The key to the garlicky flavor in this fried rice is infusing the oil used to fry the rice with garlic beforehand, then straining out the garlic bits and adding them to the rice at the end. This prevents the garlic from burning and leaving behind a bitter taste. The intense garlic flavor of this fried rice makes it the perfect accompaniment to savory and saucy dishes like Filipino-style chicken adobo .
On top of steak cooked on the stovetop, pile cold cucumbers, red peppers, and peanuts, then drizzle with a spicy sauce made with fish sauce and dried Thai chiles. Eat it right away or refrigerate it overnight because it's even better the next day.
This Chinese-Peruvian dish combines ingredients from both cuisines with the deep, smoky flavor provided by stir-frying. Tender slices of beef are cooked over a high flame along with red onion, tomato, and a sauce of ginger, garlic, and soy sauce; allowing the contents of the wok to briefly catch fire (if you're daring enough!) will bring even more of that smoky wok hei flavor to your food. Serve the stir-fry with a mound of rice and a pile of crisp French fries .
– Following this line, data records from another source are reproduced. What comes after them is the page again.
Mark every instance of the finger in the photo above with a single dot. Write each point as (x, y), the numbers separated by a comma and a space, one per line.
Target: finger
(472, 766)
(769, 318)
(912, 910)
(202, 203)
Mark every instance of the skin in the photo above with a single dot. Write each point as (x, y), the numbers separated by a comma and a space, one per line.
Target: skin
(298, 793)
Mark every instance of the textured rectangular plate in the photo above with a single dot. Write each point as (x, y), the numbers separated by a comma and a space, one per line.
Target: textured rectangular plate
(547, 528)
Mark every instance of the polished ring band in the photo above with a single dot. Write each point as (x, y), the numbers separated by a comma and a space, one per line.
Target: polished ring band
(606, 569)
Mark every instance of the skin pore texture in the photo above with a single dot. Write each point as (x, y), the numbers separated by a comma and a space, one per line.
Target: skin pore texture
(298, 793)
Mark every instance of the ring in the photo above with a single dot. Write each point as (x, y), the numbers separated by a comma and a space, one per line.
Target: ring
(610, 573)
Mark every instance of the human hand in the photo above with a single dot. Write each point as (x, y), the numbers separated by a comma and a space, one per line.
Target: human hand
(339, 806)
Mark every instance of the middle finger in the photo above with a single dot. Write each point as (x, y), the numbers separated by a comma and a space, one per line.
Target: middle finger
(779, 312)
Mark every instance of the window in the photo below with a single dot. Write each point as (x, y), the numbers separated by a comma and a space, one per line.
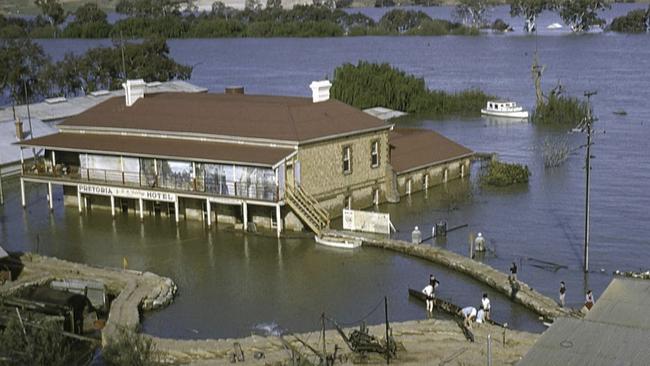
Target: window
(374, 154)
(347, 160)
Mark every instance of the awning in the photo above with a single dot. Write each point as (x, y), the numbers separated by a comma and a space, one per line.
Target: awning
(165, 148)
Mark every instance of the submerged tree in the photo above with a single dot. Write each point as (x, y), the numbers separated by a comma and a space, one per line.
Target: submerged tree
(530, 10)
(22, 66)
(582, 15)
(473, 12)
(52, 10)
(102, 67)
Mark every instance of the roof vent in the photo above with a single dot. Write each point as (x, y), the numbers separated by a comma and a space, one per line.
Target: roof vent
(99, 93)
(55, 100)
(234, 90)
(133, 90)
(320, 90)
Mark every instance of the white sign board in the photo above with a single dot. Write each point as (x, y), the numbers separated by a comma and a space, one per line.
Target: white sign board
(126, 192)
(366, 221)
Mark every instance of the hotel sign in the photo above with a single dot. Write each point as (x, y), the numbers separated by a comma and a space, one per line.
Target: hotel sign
(366, 221)
(126, 193)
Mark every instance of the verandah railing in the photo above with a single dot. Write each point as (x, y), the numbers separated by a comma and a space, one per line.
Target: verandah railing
(175, 181)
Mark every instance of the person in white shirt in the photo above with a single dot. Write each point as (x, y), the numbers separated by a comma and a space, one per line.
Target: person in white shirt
(485, 302)
(469, 314)
(480, 316)
(428, 292)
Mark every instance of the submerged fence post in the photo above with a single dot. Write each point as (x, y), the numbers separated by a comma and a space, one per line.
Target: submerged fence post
(489, 350)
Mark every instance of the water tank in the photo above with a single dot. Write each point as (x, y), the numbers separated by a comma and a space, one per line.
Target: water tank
(234, 90)
(441, 228)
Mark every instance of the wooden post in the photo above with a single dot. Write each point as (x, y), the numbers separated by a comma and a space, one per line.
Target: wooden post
(2, 194)
(22, 192)
(245, 214)
(176, 209)
(278, 216)
(209, 211)
(79, 199)
(49, 193)
(387, 327)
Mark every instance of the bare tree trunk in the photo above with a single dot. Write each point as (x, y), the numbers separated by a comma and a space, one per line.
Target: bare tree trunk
(537, 70)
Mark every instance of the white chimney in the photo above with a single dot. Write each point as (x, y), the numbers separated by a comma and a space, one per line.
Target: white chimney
(133, 90)
(320, 90)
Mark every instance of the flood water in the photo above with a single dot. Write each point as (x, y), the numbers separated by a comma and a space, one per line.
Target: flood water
(229, 281)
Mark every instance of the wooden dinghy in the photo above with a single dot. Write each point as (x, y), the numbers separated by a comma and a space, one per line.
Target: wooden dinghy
(334, 242)
(446, 306)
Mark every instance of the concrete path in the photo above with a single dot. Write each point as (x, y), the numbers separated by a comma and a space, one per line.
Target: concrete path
(537, 302)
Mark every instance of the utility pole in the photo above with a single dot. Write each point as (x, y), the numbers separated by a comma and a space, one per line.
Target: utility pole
(588, 126)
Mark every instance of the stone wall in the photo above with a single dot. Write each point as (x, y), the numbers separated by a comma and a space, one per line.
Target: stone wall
(322, 175)
(436, 175)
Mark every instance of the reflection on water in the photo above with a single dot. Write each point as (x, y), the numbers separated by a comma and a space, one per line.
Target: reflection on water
(229, 281)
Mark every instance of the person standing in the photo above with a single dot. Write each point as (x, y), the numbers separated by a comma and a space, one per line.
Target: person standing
(589, 300)
(513, 272)
(485, 304)
(479, 243)
(469, 315)
(429, 294)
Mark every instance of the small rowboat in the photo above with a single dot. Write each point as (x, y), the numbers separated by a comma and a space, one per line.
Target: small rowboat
(344, 243)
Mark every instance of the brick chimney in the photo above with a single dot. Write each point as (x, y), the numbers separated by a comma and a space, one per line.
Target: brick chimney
(19, 129)
(133, 90)
(320, 90)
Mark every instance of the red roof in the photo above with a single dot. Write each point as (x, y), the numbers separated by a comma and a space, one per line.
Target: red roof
(248, 116)
(412, 149)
This is the spicy slaw everyone at the picnic or cookout will love. Cabbage, red onion, cilantro, Thai bird chiles, lime juice, and salt combine for a side dish with a kick for grilled meats, fish, or vegetables.
To make the roasted chile oil, just toast a handful of whole Chinese chiles (or if you want, red pepper flakes) in a dry skillet until fragrant and ever-so-slightly smoking (about 30 seconds). Transfer them to a food processor with a cup of neutral oil, like canola, and whiz the whole thing up. Let it sit in a sealed container in the fridge for a week or so, and you're good to go. You can even top up the jar with more oil and toasted chiles every time you seem to be running low. Make some, have it on hand at all times, and it will revolutionize your mapo tofu, ramen, noodle game updates|https://noodleinsight.com/ dumplings, stir-fries, and countless other dishes.
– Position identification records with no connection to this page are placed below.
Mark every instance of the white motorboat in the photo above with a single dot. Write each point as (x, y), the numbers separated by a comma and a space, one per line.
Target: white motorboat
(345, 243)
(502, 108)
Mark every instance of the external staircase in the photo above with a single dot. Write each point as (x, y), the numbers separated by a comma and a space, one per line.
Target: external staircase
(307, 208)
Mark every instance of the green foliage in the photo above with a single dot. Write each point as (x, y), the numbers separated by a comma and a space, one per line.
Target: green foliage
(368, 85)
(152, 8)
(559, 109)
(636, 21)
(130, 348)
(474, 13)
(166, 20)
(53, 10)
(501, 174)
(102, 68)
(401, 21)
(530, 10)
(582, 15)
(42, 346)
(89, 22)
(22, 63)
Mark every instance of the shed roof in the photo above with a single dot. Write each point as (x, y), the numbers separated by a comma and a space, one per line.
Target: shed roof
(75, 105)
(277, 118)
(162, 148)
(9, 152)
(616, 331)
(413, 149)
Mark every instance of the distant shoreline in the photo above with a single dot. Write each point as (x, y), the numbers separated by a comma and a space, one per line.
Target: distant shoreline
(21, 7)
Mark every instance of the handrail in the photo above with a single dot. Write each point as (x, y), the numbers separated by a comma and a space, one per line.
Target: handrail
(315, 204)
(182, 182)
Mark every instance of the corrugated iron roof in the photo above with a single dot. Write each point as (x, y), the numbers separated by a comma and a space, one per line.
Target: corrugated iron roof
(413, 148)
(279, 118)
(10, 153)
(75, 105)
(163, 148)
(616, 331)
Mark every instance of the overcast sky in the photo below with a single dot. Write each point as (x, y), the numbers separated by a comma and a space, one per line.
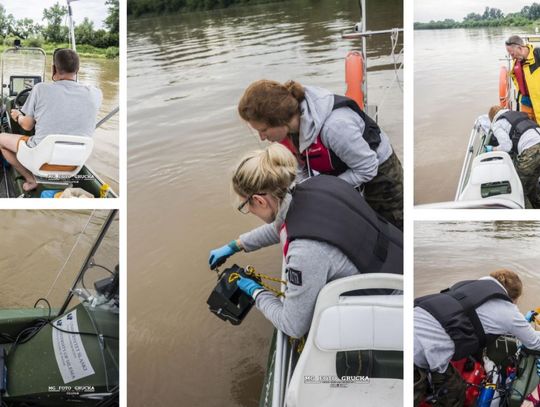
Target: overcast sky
(95, 10)
(427, 10)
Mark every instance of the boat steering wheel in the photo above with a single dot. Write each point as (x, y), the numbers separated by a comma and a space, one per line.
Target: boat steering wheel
(21, 97)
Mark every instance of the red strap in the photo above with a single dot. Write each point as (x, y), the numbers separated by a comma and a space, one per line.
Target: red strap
(520, 78)
(283, 229)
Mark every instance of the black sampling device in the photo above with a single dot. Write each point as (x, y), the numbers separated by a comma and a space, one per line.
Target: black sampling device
(227, 301)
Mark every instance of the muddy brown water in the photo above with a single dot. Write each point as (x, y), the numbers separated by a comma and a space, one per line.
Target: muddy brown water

One of the problems with ordering dan dan noodles at a Chinese restaurant is that you never know exactly what you'll get. Are they gonna deliver the hardcore Sichuan version swimming in red-hot chile oil and laced with pickled zha cai (mustard root) and mouth-numbing Sichuan peppercorns? Or can you expect the equally delicious but totally different Chinese-American version with more pork, a vinegary soy-based sauce, perhaps some greens, and a sprinkling of peanuts?
If you've eaten a typical dish of takeout orange chicken any time recently, you might recall an orange-tinted sauce with very little resembling fruit flavor. Here, we create better, more complex flavor in our orange sauce by incorporating citrus three ways: fresh orange juice, grated zest, and dried peel. That last ingredient adds a depth that you can't get from fresh juice and zest alone.